Well technically, I did almost die but the doctor came just in time.

I had been very lucky actually to have a doctor come at the right exact moment. He had given me an epi-pen or something like that, I honestly dont know I think I was passed out or something. The only thing I remember was the awful horrible feeling of not getting air into my lungs, as if my chest had dried up completely!

This is about the third time that happens to me, the first time happened when my parents realized I was allergic to strawberry's and the second was when I was about 8 or 9. I had ate a strawberry cupcake at a birthday party and the only thing I remember was my mom rushing me to the hospital.

I shuddered at the memories, thankfully I was alive and nothing bad had happened. I smiled to myself again, I was alive once again thanks to Bruno and his quick thinking, and of course thanks to the doctors who treated me.

I dont really remember much, after darkness consumed me I started to feel anxiety kick in me, I honestly did think I was going to die. Then I passed out completely and everything else is like a dream, I just remember a lot of doctors surrounding me and an I.V in my vein which made me panic, luckily that didnt last long because I fell into a deep sleep.

Then when I woke up again I was on the couch with an i.v stuck on my arm, I tried taking it off but Bruno convinced me to leave it there, it's a weird feeling, to have a needle inside of me. It doesn't hurt but it's definitely uncomfortable and the fact that I hate needles doesn't make it any better!

Right now I feel tired and my throat hurts, but I dont understand why I dont have a rash or at least hives or even swelling of my throat, it hurts but its not swollen. I guess the epi-pen took care of that.
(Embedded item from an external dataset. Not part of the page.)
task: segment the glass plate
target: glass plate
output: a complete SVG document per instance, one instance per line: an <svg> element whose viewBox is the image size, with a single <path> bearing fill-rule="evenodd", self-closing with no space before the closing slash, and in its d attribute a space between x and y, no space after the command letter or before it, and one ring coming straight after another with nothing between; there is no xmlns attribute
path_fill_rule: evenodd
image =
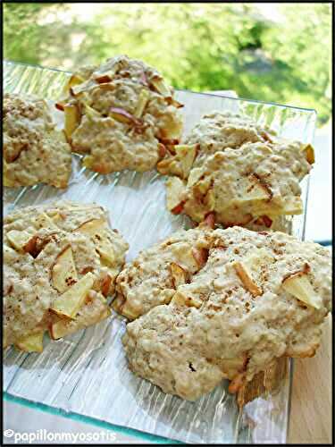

Doctors said I should rest for the rest of the day and that I should be more careful now. I dont understand though. It's just strawberry's I'm allergic to! I would get it if I had been stung by a bee or I was allergic to something worse like chocolate, but no, my body reacted like that with just a plain fruit!

I sighed and rested my head on Bruno's shoulder tiredly, he's been so sweet since I woke up. Not leaving me for one second and getting me everything I need and saying sweet things. I wonder if he felt like this when I took care of him? I hope, it feels nice to have someone taking care of you. It reminds me of Nick when I used to be sick and he would take care of me and try to make me laugh.

I sighed again and closed my eyes tiredly, I didnt want to think about my Nick. I miss him so much but if I dont think about him or my family it makes things easier for me, even though it hurts a lot I have to try and make and effort to stop thinking about them at least for a while.

"I'm so sorry Mandy!" I heard Bruno whisper, he took my hand giving it a gentle squeeze. I rolled my eyes and opened them tiredly "Bruno you have to stop apologizing! I know you were trying to kill me and all and it didnt work but that's no reason to apologize" I joked trying to get him to calm down.